I’m interested in valuing a a company’s equity in the marine shipping industry. 40% of capital is debt and the industry is highly cyclical.

The earnings are currently positive but are in decline or trough.

I am unsure if i should use FCFF or FCFE. I’m leaning towards FCFF because although company debt is stable, industry debt levels will fluctuate. Also, i’m not sure if i should be normalizing earnings or doing a multi-stage FCFF.

I checked Damodaran’s website and i’m still not sure…

FCFF with normalized earnings or project the earnings year per year over 2-3 stages towards recovery?


The easiest thing to do is use FCFF over 3-5 projected years and then subract the value of the debt to arrive at equity value. If you use FCFE, you’ll have to make assumptions about principal repayments, refinancings, etc.

Hi Higgmond, thanks for the feedback.

So you wouldn’t normalize the earnings? You would just project out a few years towards stability?

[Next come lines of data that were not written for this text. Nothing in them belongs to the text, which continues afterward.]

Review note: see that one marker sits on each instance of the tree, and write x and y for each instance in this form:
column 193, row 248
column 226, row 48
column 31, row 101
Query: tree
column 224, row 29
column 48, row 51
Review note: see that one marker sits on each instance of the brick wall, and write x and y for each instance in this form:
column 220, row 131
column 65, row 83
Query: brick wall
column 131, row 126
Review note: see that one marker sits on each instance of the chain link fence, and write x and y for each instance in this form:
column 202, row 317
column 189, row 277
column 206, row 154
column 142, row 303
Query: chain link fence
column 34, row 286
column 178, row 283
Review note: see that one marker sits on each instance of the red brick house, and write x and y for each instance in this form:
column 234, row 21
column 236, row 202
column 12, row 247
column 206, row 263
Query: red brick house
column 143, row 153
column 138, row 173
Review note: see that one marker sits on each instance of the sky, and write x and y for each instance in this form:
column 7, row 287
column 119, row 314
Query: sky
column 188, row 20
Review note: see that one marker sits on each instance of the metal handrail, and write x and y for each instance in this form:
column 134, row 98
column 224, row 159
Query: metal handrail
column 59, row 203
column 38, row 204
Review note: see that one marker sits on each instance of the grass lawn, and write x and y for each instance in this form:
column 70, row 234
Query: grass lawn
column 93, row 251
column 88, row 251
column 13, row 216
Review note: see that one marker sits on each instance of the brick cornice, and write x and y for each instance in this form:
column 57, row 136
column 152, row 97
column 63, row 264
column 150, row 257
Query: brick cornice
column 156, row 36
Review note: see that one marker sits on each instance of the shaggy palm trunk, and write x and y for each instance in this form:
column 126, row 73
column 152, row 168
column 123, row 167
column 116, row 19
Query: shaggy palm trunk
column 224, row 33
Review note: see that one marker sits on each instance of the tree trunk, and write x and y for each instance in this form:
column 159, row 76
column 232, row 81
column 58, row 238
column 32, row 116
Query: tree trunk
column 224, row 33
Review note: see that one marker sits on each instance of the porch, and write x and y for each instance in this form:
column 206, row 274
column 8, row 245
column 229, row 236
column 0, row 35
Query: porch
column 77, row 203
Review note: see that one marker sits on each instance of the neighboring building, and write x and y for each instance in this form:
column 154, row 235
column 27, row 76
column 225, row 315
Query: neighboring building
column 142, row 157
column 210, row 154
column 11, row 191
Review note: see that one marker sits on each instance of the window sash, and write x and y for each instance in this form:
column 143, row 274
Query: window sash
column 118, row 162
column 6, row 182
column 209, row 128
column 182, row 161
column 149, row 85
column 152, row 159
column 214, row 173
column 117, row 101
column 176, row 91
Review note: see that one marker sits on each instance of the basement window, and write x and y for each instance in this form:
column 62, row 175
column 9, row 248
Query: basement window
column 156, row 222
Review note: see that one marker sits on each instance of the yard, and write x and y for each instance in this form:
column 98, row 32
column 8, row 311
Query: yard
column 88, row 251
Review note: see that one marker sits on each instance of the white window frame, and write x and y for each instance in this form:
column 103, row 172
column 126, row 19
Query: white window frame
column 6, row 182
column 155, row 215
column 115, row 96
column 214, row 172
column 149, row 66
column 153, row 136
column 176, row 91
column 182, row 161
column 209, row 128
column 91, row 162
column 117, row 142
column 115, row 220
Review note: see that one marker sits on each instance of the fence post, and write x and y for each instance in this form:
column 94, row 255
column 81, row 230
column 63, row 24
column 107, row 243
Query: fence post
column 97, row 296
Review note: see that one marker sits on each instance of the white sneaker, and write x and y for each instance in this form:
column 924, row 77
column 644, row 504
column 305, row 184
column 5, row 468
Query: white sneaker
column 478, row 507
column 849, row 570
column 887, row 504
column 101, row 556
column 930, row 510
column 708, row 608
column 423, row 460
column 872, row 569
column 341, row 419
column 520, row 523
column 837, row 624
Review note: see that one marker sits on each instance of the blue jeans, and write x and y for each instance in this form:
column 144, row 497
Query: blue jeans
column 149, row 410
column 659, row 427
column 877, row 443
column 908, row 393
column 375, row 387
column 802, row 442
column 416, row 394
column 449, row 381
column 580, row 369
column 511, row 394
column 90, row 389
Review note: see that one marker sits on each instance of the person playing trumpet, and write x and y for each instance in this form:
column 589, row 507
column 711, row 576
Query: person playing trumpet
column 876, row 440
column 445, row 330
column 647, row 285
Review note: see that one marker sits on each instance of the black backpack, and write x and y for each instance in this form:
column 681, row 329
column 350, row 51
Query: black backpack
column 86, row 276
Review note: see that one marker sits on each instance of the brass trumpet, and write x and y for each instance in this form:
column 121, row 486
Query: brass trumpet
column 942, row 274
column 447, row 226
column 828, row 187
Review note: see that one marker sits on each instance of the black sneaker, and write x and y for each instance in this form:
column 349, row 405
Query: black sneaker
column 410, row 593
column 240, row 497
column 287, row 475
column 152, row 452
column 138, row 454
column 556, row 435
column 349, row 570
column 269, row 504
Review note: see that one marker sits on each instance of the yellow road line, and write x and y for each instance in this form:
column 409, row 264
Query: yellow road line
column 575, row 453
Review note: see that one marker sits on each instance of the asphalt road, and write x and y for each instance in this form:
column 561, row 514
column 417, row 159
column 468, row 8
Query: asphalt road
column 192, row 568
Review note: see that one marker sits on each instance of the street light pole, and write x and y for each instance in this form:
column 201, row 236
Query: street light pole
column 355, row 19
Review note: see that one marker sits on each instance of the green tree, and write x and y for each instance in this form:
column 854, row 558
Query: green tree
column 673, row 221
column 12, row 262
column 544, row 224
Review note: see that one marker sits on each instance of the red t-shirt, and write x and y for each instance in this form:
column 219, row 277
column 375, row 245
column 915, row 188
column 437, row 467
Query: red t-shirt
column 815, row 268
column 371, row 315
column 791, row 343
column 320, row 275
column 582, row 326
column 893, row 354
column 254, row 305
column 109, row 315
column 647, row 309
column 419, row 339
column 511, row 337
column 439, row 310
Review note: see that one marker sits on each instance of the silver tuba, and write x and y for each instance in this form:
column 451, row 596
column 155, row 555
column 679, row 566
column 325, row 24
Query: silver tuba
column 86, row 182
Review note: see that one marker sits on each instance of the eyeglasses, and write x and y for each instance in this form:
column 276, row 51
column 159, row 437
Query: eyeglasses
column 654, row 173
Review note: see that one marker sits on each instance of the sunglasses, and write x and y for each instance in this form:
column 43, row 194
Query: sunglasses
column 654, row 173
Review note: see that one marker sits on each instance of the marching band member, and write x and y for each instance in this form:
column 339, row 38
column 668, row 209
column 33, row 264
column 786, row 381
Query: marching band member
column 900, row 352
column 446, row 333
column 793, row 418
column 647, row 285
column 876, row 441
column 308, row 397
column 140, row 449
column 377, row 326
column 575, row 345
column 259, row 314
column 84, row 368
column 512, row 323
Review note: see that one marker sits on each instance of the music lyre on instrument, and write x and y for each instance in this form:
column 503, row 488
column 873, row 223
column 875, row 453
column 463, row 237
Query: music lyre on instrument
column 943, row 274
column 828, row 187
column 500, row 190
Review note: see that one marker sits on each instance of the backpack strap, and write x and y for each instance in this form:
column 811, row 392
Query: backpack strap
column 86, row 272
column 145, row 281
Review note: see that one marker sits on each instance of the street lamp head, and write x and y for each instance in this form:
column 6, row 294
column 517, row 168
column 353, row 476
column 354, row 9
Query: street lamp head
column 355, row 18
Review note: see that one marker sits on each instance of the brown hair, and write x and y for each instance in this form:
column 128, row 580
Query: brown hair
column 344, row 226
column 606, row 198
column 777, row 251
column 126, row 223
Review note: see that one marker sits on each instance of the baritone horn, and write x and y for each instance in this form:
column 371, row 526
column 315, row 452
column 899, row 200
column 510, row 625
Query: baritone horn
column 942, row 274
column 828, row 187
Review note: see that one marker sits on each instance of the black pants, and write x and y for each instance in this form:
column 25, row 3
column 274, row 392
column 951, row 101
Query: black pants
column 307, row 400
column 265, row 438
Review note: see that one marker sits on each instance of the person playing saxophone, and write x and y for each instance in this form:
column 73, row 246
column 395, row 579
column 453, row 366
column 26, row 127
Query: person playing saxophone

I 2nd FCFF… I believe FCFF is better choice as the marine shipping industry as a whole is generally highly leveraged business

Unless you are also going to use a multiples-based valuation approach, there really is no need to normalize historic earnings. Whether or not you would use normalized projections, or projections that include company-specific nonrecurring or “non-market” items, really depends on what you are using the valuation for. If you are looking at the company as an acquisition target and the acquiror could avoid those items, then you should normalize the projections. If you are looking at the equity as a minority investor with the expectation that those items will be incurred, then you really should leave them in the projections.